Why do we do this anyway: klezmer as Jewish youth subculture
Judaism, Wntr, 1998 by Alicia Svigals
Of course, '90s revivalists also hear what we want to in that "Rorschach blot," like the power chords I heard in Brandwein's "Terkish Bulgarish" which led to the Klezmatics' arrangement of that tune on "Rhythm and Jews." And the Klezmatics also sometimes speed up tempos, but in an emulation of a punk, rather than a cartoon, aesthetic.
* For Our Own Language
My grandmother's sister, who was a native Yiddish speaker, used to deny Yiddish was really a language, calling it a "dzargon." Similarly, journalists and music critics repeatedly emphasize the supposedly hodge-podge nature of klezmer, calling it a mix of everything from polkas to calypso. In fact, neither is true - Yiddish is a language-Yiddish linguist Max Weinreich used to say "a dialect is a language without an army" - and klezmer is an idiom with its own stylistic unity and integrity. Like any musical language, klezmer needs to be studied and absorbed so it can be spoken with a native accent.
Perhaps this tendency of American Jews to deny the legitimacy of our language and music is a reflection of low Jewish self-esteem or of a desire to assimilate. Or maybe, like comic "Uncle Tom-ing," it's the strategy a minority culture comes up with to avoid antagonizing the often-hostile majority - in this case, a self-representation that says, "Don't worry, we're just like you; we don't really have our own language and we're not really a group apart."
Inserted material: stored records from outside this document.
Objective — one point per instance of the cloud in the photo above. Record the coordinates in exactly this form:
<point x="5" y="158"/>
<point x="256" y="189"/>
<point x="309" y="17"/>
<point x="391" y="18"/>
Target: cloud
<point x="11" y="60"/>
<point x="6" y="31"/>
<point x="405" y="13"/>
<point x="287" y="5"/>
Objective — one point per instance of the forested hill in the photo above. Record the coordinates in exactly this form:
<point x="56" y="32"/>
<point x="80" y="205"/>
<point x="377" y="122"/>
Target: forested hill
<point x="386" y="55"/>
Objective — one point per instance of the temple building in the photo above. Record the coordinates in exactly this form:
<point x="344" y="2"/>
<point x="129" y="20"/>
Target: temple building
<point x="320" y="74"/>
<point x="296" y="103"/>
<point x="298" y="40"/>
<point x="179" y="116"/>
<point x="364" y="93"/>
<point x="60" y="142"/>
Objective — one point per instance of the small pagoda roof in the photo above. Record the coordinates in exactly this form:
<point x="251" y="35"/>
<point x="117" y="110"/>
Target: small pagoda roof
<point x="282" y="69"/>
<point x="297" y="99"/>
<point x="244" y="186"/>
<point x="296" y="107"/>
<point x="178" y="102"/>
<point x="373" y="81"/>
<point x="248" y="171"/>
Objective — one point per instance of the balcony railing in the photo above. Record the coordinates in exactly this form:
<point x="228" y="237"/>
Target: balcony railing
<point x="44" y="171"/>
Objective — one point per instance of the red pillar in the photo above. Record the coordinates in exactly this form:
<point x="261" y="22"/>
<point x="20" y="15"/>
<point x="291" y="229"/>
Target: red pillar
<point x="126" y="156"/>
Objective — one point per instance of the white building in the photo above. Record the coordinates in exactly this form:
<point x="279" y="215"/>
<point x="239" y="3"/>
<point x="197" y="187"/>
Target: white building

* Against Folk-Fetishism and a False Definition of "Authenticity"
A corollary to the idea that this is our music is the notion that having inherited it, we can now do with it whatever we wish. I want to play authentic Jewish folk music - but not in the sense of reifying a particular slice of Jewish musical history, such as, say, the 1920s. There are defining elements of klezmer style (melodic types, ornamentation) which have remained constant over time, but as a musician, I know that every musical idiom constantly changes and interacts with other musics, and the 1920s were no more "authentic" a period than any other. Rather, I believe in playing "authentically" in the sense of being true to oneself. My hope is that now that we're becoming fluent in our language, we can go beyond simply reciting a received text to speak spontaneously in our own voices.
One of the most interesting new developments in the Yiddishist movement and the klezmer revival is a move towards a kind of twenty-something, in-your-face radicalism, which carries the banner of Yiddish culture as a symbol of unapologetic Jewish pride a la "Queer Nation." Among klezmer bands, this approach is represented by the Klezmatics, with our "out" presentation and our tendency to mine the rich socialist Jewish past for songs we can relate to (like "Dzhankhoye," whose lyrics include an admonition to "spit in the anti-Semites' faces"). The wider Yiddishist scene owes this new trend in large part to the growing "Queer Yiddishist" movement, made up of Queer Nation types who also identify as Yiddishist, and who bring a queer radical sensibility to Yiddishism. In fact, among progressives of all stripes, gays in particular have found a home in the new secular Yiddishist environment from the start, surprising each other and everyone else with our unexpectedly large numbers at Klezkamp, the YIVO summer program, and on the staffs of YIVO and the National Yiddish Book Center. As younger gays started showing up, they brought Queer sensibility, and then Queer Yiddishism, with them.